Selon plusieurs sources concordantes, des militaires se réclamant du Comité Militaire pour la Refondation (CMR) ont investi la télévision nationale dans la matinée. En uniforme et armes en bandoulière, ils ont annoncé la dissolution du gouvernement, la suspension de la Constitution, la destitution du président Patrice Talon et la fermeture immédiate des frontières. Le lieutenant-colonel Tigri Pascal a été désigné chef de la junte.

Mais l’opération a tourné court. Le ministre de l’Intérieur, Alassane Séidou, a très vite assuré que les Forces armées béninoises étaient restées « fidèles à leur serment ». Les unités loyales ont repris le contrôle des infrastructures stratégiques avant que le putsch ne prenne de l’ampleur. Le président Talon, a-t-il ajouté, est « hors de danger ».

Une CEDEAO menaçante

Réagissant dans l’heure, la CEDEAO a exprimé sa « consternation » et réaffirmé son attachement au respect strict de la Constitution béninoise. L’organisation régionale a salué l’intervention rapide des autorités et de l’armée républicaine tout en avertissant que les putschistes seraient tenus « individuellement et collectivement » responsables de tout dommage humain ou matériel.

Plus encore, l’organisation a rappelé qu’elle était prête à déployer sa force régionale en attente, si nécessaire, pour défendre « l’ordre démocratique et l’intégrité territoriale » du Bénin une menace rarement formulée avec autant de netteté depuis les coups d’État en série ayant secoué la région.

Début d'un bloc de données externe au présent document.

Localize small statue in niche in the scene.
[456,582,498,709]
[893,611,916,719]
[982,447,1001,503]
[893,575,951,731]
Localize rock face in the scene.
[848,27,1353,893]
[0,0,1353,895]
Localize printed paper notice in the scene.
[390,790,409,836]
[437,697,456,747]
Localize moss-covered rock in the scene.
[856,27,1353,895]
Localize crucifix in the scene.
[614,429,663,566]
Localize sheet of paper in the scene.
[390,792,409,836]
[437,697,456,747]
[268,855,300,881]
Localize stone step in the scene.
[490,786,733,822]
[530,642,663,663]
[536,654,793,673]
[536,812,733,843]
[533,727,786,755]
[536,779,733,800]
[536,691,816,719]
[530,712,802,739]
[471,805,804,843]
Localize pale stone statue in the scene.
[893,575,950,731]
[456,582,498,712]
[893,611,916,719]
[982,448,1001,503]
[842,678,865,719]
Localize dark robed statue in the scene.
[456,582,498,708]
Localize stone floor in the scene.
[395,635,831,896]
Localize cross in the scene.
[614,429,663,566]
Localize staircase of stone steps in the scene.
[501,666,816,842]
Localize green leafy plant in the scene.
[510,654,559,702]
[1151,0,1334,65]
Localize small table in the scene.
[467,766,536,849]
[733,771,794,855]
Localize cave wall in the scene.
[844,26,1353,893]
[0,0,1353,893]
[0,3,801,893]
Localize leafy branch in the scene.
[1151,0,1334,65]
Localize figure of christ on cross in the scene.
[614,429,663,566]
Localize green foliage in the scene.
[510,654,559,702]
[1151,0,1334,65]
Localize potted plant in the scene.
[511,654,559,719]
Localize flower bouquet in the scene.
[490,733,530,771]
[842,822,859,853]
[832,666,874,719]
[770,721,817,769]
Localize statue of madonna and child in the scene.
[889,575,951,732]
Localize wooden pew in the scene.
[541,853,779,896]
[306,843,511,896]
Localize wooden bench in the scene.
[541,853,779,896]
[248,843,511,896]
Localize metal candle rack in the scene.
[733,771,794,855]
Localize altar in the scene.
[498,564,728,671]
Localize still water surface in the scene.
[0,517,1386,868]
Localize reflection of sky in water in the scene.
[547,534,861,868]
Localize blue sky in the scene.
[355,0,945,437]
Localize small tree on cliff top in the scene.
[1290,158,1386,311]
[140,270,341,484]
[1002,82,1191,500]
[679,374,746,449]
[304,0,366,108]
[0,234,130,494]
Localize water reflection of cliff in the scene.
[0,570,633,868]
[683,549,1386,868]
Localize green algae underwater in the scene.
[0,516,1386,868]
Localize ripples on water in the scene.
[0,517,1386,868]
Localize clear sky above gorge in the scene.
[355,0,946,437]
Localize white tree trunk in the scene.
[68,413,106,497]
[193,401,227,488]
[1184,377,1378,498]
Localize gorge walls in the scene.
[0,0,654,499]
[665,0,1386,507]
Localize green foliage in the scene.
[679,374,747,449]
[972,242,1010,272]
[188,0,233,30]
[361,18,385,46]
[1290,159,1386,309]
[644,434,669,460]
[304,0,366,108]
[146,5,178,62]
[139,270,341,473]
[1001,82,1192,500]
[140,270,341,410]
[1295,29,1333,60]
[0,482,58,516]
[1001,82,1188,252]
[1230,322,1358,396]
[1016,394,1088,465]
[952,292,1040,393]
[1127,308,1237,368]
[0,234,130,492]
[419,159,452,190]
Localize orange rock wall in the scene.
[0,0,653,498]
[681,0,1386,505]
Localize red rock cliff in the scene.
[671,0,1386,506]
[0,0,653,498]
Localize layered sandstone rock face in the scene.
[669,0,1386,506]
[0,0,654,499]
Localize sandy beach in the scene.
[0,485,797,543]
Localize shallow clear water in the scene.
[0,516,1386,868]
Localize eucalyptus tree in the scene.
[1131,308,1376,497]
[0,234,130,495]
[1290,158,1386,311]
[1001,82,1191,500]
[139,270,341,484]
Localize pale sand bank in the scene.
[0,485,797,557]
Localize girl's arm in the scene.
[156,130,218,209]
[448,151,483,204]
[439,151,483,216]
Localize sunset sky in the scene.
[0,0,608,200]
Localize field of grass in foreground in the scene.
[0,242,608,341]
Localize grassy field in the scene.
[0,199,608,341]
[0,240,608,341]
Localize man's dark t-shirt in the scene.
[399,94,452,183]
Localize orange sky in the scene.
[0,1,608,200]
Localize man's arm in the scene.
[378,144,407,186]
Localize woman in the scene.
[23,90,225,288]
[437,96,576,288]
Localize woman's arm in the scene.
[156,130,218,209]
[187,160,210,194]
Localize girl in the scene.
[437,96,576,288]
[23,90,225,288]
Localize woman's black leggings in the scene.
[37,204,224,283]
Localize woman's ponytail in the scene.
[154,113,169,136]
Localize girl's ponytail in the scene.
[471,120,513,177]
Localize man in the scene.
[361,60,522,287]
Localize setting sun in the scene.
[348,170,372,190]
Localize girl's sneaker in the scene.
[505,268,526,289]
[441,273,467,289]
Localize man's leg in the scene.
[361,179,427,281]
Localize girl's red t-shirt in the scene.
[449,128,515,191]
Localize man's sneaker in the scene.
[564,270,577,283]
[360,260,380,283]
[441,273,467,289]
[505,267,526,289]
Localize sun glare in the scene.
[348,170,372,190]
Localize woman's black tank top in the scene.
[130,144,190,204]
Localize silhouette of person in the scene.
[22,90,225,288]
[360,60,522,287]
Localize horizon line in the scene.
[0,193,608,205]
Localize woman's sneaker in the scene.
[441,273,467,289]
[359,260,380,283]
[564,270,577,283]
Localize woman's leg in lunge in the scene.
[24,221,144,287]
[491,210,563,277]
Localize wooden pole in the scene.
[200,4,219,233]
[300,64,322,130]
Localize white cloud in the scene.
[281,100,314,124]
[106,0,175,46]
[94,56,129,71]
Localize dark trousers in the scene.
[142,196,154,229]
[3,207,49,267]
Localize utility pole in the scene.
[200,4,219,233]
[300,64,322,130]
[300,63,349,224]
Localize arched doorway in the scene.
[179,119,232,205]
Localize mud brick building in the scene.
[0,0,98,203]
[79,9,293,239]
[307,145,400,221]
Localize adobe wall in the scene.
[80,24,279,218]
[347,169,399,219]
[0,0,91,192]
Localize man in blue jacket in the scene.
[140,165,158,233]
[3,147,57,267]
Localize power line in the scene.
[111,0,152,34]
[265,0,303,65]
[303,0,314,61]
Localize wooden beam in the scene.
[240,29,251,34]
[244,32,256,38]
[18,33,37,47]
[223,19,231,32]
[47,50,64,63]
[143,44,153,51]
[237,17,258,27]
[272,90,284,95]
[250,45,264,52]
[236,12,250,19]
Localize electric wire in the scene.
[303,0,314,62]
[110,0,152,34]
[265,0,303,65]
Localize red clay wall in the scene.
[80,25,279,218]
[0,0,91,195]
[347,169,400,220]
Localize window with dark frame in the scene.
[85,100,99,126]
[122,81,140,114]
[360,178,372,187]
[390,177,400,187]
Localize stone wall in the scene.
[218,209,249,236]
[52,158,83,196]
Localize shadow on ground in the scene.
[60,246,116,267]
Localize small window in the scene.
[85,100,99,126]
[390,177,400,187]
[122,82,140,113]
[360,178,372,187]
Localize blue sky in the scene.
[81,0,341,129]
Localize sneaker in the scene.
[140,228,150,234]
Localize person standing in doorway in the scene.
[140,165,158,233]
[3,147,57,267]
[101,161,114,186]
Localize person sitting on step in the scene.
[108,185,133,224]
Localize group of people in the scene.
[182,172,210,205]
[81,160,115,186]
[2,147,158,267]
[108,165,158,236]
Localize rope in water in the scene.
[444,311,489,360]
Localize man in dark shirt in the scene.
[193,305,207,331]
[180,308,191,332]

L’ombre des crises régionales

Cette tentative intervient dans un climat politique lourd pour l’Afrique de l’Ouest, marqué par les transitions militaires au Mali, au Niger, au Burkina Faso ou encore en Guinée-Bissau. L’épisode béninois, bien qu’avorté, ravive les interrogations sur la résilience institutionnelle de la sous-région.

L’Union africaine a, elle aussi, réagi sans ambiguïté. Son président de la Commission, Mahmoud Ali Yousouf, a exigé « la cessation immédiate de toute action illégale » et un retour absolu au cadre constitutionnel. Il a insisté sur l’engagement de l’UA envers la gouvernance démocratique et l’État de droit.

Les raisons avancées par les mutins

Dans leur bref message télévisé, les putschistes ont invoqué plusieurs griefs : mauvaise gouvernance, favoritisme dans les marchés publics, mesures jugées « injustes » envers fonctionnaires et enseignants, ainsi qu’un « verrouillage » supposé de l’espace politique. Ils ont également brandi l’argument de la dégradation sécuritaire dans le nord, où les attaques jihadistes se sont intensifiées — une justification fréquemment utilisée dans les putschs récents de la région.

Un avertissement pour la région

Si la situation semble désormais stabilisée à Cotonou, les tensions restent palpables. Un éventuel déploiement militaire de la CEDEAO pourrait être perçu comme un soutien décisif à la démocratie ou comme une ingérence susceptible d’alimenter de nouvelles crispations internes.

Quoi qu’il en soit, cet épisode constitue un nouveau test pour les institutions africaines, mises à l’épreuve par la multiplication des ambitions militaires et les fragilités structurelles des États. Le Bénin, longtemps réputé stable, découvre à son tour la vulnérabilité d’un paysage politique où les coups de force trouvent encore écho.